I turned to see who had called me his friend, and saw a boy that I had never seen before. He had long blond hair and was a head taller than the other kids. He wore a denim jacket with the sleeves torn out to show arms bigger than I had seen on anyone our age. I saw immediately why they had backed off. This guy could probably whip a dozen kids and he was dressed like someone right out of those biker movies that had just gotten so popular.

"Thanks", I said.

"No problem", he said. "I hate it when people gang up on someone."

He stepped down and walked off to class. I went to class too, still a little stunned and wondering who the hell this guy could be. Later that day I found out.

As I walked home I saw him walking just ahead of me. It turned out that he had just moved in on my side of town and we had about a two mile walk together to get home. Jimmy had moved here because he had gotten kicked out of school in Bakersfield and they had made it clear that he wasn't welcome at any of the other schools there. Later I heard that he had punched a school counselor, knocking him right over his desk, because the guy had made Jimmy's mother cry.

Jimmy became my best friend and I learned more from him than from anyone else ever. I learned to stand up for what is right no matter what the odds, I learned that your personal honor is more important than what anyone says about you, and I began to have a sense of self worth that pulled me out of the hole I had been digging for myself.

Jimmy didn't teach any of these things.

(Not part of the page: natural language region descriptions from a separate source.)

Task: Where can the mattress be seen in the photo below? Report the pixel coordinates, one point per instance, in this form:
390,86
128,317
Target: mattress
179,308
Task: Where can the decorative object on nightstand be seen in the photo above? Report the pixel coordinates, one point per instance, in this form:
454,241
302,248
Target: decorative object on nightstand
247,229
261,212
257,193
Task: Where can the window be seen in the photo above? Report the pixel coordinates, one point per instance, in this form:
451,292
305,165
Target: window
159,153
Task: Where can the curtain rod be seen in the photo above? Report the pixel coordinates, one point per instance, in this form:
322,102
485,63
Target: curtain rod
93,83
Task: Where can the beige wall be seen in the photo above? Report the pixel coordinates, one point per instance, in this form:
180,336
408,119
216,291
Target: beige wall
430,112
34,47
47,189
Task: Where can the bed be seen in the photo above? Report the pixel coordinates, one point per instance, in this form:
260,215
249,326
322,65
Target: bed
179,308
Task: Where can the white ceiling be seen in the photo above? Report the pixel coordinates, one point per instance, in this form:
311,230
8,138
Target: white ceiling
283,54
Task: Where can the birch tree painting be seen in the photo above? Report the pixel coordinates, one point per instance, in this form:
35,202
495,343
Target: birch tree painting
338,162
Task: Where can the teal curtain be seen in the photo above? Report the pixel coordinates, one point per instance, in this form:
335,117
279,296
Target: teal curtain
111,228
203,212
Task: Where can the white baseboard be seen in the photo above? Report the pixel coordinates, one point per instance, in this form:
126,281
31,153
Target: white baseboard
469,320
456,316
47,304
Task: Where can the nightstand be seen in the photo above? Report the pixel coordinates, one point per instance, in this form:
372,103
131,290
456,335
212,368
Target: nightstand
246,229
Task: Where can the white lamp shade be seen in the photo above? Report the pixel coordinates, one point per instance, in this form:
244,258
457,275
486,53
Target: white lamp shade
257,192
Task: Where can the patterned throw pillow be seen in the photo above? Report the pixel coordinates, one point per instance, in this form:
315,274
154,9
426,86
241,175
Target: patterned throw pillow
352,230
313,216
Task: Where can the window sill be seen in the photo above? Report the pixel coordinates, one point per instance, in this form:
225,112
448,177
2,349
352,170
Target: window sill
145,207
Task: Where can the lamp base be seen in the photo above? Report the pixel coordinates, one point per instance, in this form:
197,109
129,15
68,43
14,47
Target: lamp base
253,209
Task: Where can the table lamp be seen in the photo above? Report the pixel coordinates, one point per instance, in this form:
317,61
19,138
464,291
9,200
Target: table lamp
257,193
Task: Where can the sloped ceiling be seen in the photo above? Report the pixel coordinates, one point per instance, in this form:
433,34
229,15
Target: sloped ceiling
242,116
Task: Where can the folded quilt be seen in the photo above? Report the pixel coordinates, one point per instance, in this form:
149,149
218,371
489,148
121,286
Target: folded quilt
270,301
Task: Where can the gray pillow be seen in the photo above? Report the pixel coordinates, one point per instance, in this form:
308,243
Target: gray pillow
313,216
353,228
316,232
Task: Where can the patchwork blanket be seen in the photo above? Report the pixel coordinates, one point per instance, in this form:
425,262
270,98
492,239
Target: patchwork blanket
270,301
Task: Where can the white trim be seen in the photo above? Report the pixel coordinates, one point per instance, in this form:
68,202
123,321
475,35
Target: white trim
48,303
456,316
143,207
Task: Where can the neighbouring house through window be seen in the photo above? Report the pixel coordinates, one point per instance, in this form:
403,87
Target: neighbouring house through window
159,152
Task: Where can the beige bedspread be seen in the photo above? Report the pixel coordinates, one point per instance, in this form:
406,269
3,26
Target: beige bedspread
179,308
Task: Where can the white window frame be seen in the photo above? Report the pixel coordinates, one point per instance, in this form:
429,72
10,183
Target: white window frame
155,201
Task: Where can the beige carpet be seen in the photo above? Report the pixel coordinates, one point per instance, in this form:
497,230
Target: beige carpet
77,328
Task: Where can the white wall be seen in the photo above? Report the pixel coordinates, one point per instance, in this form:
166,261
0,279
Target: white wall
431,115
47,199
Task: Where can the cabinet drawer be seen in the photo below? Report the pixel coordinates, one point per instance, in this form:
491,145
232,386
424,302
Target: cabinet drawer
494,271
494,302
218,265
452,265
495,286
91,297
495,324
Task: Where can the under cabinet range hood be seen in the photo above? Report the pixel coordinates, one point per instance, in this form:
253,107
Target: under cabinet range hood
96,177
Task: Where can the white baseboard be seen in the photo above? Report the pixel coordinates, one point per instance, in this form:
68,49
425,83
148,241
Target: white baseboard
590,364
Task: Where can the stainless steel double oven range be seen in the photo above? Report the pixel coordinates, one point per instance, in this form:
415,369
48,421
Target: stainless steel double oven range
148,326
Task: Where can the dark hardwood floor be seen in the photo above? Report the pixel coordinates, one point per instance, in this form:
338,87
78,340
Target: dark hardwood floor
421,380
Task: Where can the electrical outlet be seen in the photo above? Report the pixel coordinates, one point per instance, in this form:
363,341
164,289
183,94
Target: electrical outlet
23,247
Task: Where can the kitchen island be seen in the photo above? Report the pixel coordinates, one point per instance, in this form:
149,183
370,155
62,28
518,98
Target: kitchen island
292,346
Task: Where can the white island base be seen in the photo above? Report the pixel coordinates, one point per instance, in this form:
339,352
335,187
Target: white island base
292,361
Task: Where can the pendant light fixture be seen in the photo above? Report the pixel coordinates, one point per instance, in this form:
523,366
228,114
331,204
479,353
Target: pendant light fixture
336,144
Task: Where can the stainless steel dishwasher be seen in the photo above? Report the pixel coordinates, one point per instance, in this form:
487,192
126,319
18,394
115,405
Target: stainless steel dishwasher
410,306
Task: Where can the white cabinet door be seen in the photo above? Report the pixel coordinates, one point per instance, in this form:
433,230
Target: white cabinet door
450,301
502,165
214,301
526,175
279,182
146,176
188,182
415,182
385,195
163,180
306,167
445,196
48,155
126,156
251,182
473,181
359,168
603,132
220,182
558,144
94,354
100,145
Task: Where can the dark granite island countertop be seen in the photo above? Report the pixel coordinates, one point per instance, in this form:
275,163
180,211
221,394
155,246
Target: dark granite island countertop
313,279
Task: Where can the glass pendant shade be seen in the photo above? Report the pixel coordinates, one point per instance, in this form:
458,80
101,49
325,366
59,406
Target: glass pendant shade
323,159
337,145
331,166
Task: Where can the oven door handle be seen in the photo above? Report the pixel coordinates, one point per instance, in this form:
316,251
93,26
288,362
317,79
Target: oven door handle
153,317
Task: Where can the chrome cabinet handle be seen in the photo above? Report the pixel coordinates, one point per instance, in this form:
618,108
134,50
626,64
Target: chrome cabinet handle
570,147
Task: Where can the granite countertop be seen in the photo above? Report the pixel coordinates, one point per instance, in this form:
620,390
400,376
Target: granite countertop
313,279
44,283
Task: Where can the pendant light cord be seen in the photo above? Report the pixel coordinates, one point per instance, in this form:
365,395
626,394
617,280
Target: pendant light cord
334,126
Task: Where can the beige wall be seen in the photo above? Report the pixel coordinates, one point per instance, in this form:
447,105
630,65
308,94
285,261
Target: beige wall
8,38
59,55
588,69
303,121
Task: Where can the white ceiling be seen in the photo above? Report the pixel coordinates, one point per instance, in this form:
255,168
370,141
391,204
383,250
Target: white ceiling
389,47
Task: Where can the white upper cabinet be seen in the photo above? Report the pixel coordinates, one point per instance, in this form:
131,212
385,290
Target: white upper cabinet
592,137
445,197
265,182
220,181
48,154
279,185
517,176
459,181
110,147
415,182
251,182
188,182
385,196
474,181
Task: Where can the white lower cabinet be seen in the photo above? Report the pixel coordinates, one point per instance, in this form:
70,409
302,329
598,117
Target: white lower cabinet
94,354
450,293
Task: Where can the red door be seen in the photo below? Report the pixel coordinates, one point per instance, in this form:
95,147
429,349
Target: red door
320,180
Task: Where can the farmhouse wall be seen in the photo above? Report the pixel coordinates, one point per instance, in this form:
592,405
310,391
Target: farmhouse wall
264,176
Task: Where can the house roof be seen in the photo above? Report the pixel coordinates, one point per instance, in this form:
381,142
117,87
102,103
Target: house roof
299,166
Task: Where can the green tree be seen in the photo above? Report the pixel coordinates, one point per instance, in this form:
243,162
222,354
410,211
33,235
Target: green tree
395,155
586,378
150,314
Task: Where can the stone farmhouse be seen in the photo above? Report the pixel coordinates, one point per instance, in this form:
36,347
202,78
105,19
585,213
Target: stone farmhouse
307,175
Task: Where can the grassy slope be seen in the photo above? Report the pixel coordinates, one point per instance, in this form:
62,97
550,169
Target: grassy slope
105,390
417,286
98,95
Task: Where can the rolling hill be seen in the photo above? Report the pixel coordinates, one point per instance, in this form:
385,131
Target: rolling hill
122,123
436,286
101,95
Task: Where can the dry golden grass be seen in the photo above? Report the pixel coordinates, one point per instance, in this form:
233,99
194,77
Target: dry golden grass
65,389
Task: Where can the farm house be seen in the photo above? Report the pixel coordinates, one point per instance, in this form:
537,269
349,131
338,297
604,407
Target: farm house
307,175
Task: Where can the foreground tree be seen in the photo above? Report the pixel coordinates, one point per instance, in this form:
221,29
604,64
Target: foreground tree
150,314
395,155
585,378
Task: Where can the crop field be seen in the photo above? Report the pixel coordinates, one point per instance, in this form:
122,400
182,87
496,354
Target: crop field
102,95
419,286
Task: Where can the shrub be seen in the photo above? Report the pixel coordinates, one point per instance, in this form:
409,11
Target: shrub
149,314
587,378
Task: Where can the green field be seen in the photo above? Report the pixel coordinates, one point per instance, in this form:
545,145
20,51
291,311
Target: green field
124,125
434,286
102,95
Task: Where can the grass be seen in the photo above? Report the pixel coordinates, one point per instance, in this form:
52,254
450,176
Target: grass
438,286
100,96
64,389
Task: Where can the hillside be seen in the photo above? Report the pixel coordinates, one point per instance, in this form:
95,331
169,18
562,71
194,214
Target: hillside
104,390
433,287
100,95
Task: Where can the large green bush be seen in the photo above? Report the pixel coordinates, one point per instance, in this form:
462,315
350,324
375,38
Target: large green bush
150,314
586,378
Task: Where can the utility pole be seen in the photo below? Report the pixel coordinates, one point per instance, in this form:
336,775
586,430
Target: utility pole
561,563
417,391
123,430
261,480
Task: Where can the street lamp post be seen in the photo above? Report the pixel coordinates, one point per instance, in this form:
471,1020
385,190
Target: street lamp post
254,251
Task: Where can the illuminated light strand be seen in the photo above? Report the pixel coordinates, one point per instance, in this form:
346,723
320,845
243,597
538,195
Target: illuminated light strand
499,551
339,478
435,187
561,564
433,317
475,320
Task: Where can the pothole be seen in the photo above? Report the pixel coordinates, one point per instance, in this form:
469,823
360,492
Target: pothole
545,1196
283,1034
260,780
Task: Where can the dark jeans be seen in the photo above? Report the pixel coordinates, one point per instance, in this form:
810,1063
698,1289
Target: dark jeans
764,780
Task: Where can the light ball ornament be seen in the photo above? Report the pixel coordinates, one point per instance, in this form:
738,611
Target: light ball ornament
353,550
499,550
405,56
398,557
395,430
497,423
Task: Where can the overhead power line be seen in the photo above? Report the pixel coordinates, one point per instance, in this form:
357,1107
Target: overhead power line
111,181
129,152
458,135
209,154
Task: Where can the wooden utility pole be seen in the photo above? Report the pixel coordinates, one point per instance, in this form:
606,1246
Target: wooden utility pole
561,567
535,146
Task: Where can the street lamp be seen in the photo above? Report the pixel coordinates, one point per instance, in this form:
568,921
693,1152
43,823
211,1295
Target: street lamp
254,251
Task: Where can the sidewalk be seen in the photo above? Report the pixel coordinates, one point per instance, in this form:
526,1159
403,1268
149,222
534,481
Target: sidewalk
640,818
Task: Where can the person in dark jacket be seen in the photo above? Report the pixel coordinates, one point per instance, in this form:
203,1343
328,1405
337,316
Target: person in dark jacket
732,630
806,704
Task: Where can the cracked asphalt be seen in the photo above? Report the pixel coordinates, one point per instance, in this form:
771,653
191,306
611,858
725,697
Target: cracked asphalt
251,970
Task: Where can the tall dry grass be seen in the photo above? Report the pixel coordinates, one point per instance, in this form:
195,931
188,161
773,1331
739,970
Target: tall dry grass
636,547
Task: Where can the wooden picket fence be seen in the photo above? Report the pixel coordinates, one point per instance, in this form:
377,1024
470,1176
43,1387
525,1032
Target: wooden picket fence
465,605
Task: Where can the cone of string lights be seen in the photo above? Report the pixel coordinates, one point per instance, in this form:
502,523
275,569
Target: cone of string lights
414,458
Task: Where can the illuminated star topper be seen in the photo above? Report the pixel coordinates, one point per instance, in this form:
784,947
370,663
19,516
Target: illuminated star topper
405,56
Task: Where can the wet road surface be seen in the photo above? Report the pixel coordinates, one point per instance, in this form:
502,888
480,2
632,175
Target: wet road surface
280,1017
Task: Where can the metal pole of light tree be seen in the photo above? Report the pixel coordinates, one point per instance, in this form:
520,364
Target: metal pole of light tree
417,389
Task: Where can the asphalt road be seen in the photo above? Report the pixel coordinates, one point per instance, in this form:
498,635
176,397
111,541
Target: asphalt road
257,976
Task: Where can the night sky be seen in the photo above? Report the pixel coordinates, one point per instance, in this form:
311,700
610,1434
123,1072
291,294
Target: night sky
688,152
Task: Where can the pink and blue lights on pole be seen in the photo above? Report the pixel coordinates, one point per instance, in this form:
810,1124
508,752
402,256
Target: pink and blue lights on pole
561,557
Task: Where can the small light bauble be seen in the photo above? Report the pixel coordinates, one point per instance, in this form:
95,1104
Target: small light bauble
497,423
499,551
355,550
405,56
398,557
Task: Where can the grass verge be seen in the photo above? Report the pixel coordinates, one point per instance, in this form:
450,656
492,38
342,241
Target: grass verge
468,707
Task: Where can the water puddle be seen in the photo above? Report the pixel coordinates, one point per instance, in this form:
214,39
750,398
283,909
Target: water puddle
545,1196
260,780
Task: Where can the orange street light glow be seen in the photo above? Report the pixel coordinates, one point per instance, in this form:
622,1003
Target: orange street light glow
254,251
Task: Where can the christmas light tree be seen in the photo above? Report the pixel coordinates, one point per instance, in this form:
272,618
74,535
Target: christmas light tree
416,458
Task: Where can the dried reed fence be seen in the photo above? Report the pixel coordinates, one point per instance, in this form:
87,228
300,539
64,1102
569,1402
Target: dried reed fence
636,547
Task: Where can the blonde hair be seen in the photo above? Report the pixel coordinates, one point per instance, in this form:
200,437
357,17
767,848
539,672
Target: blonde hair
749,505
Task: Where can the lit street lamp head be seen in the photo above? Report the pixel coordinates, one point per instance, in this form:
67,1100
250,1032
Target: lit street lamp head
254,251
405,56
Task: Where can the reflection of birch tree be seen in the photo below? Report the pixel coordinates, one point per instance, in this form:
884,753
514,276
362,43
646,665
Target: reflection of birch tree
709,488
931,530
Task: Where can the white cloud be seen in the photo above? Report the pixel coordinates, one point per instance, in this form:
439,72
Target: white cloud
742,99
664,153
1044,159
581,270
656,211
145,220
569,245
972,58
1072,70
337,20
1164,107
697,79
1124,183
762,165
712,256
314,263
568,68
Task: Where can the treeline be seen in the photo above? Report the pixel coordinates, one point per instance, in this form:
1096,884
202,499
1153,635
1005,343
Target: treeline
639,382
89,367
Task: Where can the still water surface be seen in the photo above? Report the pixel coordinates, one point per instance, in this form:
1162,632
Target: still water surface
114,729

In fact, if he reads this he probably won't even know what I'm talking about. All Jimmy did was to be himself, but the person he was, was the best example that a kid in a run down town of drunks and losers could ever hope to find. Jimmy was strong, confident, self assured, and he hated an uneven fight. I met a person years later who knew Jimmy and asked him how they met. He said that he had been jumped by a bunch of guys in a movie theater and Jimmy had stepped in and saved his ass. That was Jimmy. He never considered the odds, he just considered right and wrong. We didn't have bikes in the 9th grade, but Jimmy had grown up next door to a Gypsy Jokers clubhouse, and he wanted nothing more than to build his first Bike. My love of riding drew me right into his world. We spent the next years planning the bikes we would build and swearing that we would never let anyone else's wrench touch our beloved rides.

I was shipped off to live on a ranch in the middle of nowhere, and then later I escaped to the Army. It never occurred to me that I might lose contact with him all together. Today I ride with a good bunch of friends. I don't think that any of them suspect that I am not the person I am today because of a father or and uncle, but because of a kid I met in school, but that's the truth of it. My best... No, my only example of how a man should act, was from a big 14 year old who wanted to be a biker.